As Neufeld points out, the Covid-19 pandemic might have gone much worse if immigration had always been as restrictive as it is now. A number of co-founders and critical researchers with Moderna are immigrants, as is Katalin Karikó, a pioneer of mRNA research — who, if she had tried to immigrate after the 1990 H-1B reforms to the skilled guest worker program, might not have been able to come to the US at all.

Those H-1B guest visas are at the center of the issue today, some experts say. Designed in 1990 to bring in skilled professionals to meet labor market shortages, visas through the H-1B guest workers program are sponsored by employers, who submit petitions to bring in particular foreign professionals appropriately qualified for specific, highly skilled roles. Guest workers generally need at least a bachelor’s degree in a relevant field.

According to the United States Citizenship and Immigration Services (USCIS), there are about 580,000 foreign workers currently on H-1B visas, a small percentage of the US workforce and immigrant population. But they are disproportionately concentrated in STEM, particularly computer-related occupations, often in fields where cutting-edge technologies are being developed.

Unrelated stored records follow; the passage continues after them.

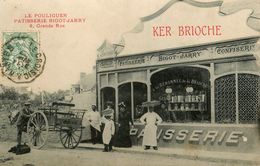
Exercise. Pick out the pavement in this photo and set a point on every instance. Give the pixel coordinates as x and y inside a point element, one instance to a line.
<point>212,156</point>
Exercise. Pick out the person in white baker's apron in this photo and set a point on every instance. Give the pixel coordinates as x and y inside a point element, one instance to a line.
<point>95,122</point>
<point>108,132</point>
<point>151,120</point>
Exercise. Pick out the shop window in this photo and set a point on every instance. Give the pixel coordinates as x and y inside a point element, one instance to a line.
<point>132,76</point>
<point>248,97</point>
<point>250,65</point>
<point>124,95</point>
<point>184,93</point>
<point>107,94</point>
<point>225,99</point>
<point>140,96</point>
<point>103,80</point>
<point>111,79</point>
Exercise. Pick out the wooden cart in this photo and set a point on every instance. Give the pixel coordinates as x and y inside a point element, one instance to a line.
<point>58,117</point>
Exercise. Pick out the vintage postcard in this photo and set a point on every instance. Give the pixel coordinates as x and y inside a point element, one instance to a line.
<point>129,83</point>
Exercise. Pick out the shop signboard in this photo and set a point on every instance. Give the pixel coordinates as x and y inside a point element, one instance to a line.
<point>200,53</point>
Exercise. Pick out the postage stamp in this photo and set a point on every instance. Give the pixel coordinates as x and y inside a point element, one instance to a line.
<point>22,60</point>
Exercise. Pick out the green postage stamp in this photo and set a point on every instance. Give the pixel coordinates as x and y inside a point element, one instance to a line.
<point>22,60</point>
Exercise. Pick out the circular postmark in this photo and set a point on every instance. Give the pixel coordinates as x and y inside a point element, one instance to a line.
<point>22,60</point>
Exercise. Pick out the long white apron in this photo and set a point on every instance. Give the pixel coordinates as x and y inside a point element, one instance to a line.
<point>108,131</point>
<point>151,118</point>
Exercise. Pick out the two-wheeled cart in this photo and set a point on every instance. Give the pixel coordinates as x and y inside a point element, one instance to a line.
<point>58,117</point>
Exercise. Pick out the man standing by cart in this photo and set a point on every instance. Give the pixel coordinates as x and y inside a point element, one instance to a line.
<point>22,121</point>
<point>95,122</point>
<point>151,120</point>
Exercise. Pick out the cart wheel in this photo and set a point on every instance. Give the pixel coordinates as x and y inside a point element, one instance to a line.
<point>37,130</point>
<point>70,137</point>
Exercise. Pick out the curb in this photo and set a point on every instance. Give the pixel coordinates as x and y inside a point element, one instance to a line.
<point>201,155</point>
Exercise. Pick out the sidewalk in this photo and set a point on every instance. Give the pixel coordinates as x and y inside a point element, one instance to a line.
<point>213,156</point>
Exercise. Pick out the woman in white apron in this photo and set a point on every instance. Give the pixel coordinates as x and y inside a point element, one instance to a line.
<point>151,120</point>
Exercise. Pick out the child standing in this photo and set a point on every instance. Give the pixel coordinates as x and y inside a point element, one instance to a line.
<point>108,132</point>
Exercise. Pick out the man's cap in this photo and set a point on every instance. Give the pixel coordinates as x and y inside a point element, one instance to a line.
<point>108,112</point>
<point>27,104</point>
<point>122,104</point>
<point>109,103</point>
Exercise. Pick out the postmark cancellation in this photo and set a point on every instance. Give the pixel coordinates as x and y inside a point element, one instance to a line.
<point>22,60</point>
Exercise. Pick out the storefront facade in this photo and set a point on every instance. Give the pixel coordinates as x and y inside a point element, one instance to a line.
<point>209,94</point>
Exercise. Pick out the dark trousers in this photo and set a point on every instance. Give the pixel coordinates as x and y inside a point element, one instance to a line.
<point>94,135</point>
<point>109,147</point>
<point>19,136</point>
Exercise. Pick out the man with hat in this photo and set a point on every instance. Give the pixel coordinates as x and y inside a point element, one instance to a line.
<point>95,122</point>
<point>108,132</point>
<point>109,109</point>
<point>122,138</point>
<point>22,121</point>
<point>151,120</point>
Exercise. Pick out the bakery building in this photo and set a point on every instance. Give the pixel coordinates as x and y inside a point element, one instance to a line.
<point>209,93</point>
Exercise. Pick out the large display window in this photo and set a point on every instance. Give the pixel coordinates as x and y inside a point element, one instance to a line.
<point>184,93</point>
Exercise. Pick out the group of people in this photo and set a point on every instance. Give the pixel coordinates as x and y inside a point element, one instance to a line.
<point>104,126</point>
<point>121,137</point>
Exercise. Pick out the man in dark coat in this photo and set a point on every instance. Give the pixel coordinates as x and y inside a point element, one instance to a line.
<point>22,121</point>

Unfortunately, the H-1B process is falling increasingly out of date and badly failing to serve its original purpose of turning on the talent tap for top innovative companies. Congress sets an annual cap on how many H-1B visa holders can come in, and that cap is now far below what the labor market demands. The crush of applications once the window opens for a given year on March 1 is so intense that, in every year since 2014, USCIS has resorted to a lottery system instead of a first-come, first-serve process. That means that year in and year out, hundreds of thousands of high-skilled workers from abroad try to come to the US and ultimately fail, so that both the prospective employee and the company hoping to hire them end up losing out on their preferred option.”